Trusted Mode can vastly improve cheat prevention by restricting injections altogether. Here are the system’s main functions and solutions against cheating:
- Provide a way to play without foreign application injections.
- Update the game’s policy to include VAC banning for any targeted process tampering.
Trusted mode gives players a way to launch CS:GO in a safe mode and ensure that they do not accidentally run a third-party software that injects into the game. All unknown software will be rejected by the game, and any non-accidental software injection is subject to a VAC ban.
The system has good intentions, and it offers promising anti-cheating features. However, some players reported that Trusted Mode, as a default feature, is causing them some major problems.
Valve already admitted that since Trusted Mode is in its early stages, the mode still has major development and performance issues. In the update’s FAQs page, Valve explained: “Sometimes applications attempt to inject during low-level Windows mouse events, which results in noticeable performance degradation when the mouse is moved. We are internally testing a mechanism that has virtually zero overhead, even for the most zealous of injecting software.

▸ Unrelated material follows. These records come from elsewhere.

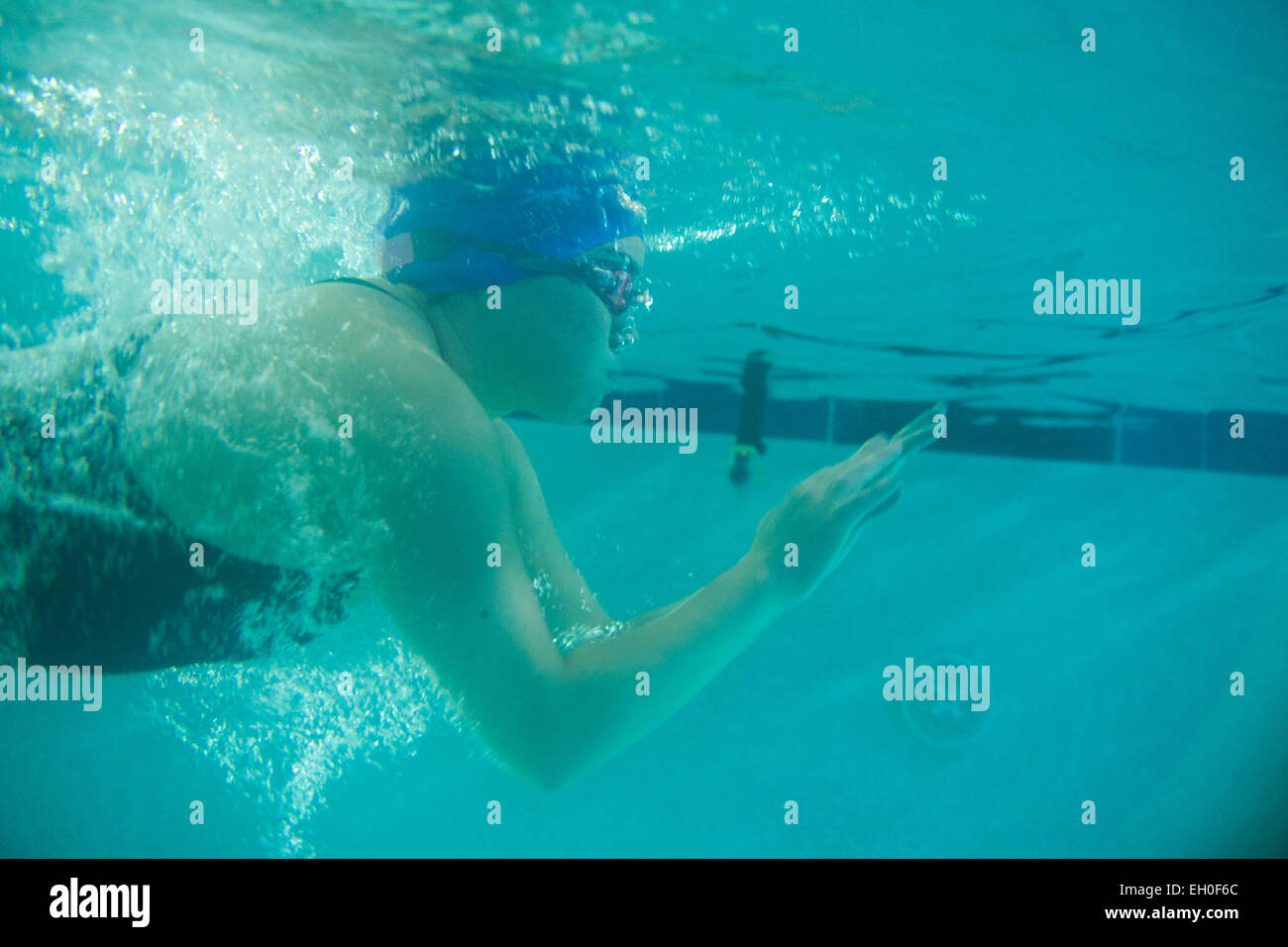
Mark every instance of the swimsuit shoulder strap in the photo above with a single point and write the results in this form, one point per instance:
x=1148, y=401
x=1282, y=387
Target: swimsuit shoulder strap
x=381, y=285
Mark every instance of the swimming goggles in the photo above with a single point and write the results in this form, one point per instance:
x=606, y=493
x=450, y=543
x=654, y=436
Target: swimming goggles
x=612, y=275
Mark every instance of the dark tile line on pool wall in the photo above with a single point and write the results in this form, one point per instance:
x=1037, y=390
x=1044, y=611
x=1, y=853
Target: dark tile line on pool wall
x=1137, y=436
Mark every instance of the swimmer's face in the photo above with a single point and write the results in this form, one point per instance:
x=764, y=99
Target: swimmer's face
x=568, y=337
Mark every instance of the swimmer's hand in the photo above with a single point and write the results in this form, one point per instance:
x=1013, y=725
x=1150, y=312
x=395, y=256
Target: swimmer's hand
x=822, y=514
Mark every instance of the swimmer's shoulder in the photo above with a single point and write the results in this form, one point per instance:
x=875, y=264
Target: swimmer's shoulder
x=375, y=298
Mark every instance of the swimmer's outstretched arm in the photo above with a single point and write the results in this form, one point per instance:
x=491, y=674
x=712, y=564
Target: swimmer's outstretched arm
x=684, y=644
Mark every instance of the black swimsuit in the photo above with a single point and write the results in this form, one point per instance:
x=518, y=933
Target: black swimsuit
x=91, y=573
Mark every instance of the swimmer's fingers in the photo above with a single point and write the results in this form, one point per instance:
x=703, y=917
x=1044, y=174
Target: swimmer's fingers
x=919, y=431
x=889, y=499
x=867, y=463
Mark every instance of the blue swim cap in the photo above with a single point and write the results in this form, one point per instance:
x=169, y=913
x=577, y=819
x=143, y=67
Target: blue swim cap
x=555, y=209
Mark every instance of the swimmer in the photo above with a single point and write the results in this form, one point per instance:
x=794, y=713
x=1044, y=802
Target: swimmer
x=196, y=429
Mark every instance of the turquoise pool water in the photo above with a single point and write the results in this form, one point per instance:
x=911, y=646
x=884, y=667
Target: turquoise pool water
x=767, y=169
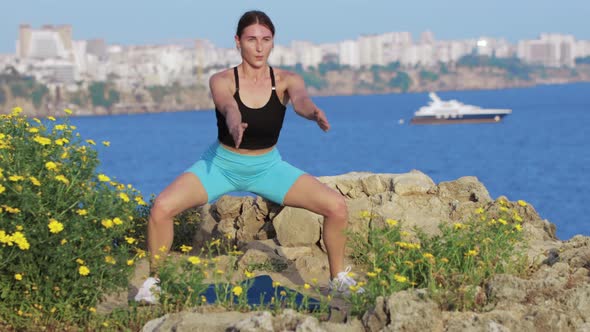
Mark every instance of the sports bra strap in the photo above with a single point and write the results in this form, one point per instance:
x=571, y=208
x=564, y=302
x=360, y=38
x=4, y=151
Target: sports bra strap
x=237, y=80
x=272, y=78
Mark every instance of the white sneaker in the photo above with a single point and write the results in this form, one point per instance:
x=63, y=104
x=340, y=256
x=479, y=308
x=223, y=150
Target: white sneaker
x=149, y=291
x=345, y=284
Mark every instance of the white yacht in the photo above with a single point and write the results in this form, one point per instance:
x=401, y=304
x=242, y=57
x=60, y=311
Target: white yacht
x=452, y=111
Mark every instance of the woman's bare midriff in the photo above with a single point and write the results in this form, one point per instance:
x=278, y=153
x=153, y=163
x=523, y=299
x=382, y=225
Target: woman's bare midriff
x=248, y=152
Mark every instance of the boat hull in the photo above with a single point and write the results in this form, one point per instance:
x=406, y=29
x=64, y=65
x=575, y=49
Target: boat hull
x=483, y=118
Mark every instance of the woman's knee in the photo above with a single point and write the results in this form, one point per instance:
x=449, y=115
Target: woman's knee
x=336, y=208
x=162, y=210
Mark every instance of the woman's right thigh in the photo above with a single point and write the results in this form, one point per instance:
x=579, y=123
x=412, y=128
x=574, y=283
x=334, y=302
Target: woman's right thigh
x=184, y=192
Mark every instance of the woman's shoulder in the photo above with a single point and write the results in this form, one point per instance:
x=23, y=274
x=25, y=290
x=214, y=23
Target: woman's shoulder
x=283, y=75
x=226, y=74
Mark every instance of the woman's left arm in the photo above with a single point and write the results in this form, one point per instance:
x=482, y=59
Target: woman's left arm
x=302, y=104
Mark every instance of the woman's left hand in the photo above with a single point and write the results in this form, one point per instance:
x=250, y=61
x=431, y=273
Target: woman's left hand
x=321, y=119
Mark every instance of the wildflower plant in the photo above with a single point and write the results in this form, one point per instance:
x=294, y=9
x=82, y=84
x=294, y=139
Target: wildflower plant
x=66, y=232
x=453, y=266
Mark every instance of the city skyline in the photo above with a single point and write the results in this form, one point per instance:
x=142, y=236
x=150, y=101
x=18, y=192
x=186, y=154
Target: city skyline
x=137, y=23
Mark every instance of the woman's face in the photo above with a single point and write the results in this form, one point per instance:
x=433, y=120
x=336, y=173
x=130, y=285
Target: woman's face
x=255, y=44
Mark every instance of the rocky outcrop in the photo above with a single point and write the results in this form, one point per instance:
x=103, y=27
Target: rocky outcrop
x=555, y=296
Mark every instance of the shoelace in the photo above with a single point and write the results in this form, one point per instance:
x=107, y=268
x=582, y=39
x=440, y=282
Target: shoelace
x=343, y=279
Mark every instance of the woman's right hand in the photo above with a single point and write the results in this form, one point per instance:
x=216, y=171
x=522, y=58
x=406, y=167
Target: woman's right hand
x=237, y=132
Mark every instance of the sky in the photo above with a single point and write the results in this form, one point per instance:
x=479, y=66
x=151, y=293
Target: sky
x=134, y=22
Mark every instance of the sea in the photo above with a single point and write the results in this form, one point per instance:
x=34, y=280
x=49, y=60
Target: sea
x=540, y=153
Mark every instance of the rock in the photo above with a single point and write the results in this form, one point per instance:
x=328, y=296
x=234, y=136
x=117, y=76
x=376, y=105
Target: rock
x=413, y=183
x=261, y=322
x=194, y=321
x=294, y=252
x=409, y=312
x=297, y=227
x=465, y=189
x=375, y=319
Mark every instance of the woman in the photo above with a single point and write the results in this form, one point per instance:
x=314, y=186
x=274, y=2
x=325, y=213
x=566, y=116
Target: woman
x=250, y=104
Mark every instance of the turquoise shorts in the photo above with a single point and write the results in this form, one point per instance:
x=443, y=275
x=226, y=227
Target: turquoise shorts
x=222, y=171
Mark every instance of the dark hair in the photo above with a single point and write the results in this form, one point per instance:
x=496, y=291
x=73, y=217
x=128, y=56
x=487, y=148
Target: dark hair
x=254, y=17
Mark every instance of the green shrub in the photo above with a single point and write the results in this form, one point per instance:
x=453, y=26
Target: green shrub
x=454, y=266
x=66, y=232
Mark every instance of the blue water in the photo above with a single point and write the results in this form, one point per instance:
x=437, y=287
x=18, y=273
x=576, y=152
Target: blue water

Players noticed these issues right away and voiced out their concerns in public. Some players received bans that they don’t deserve, while others are simply annoyed with the glitches.
Kiril Stoilov from Early Game, a popular esports new site, shared some serious points about how damaging the mode is to normal players: “The jokes are already flooding the internet, but Trusted mode’s failure is far from a joke. It’s just another proof that nearly every attempt at stopping hackers results in more damage to normal users than to actual hackers.”
Joe Parloc from PC Gamer, an international digital publisher, even found out that some legitimate and non-gaming software are affecting the game: “Ordinary players are reporting that software such as OBS, Discord, Spotify and Nvidia Game Filter are falling foul of Trusted Mode, despite having no impact on the game itself.”
Valve promised to resolve all these issues on their next update. In the meantime, players are encouraged to avoid temporary bans.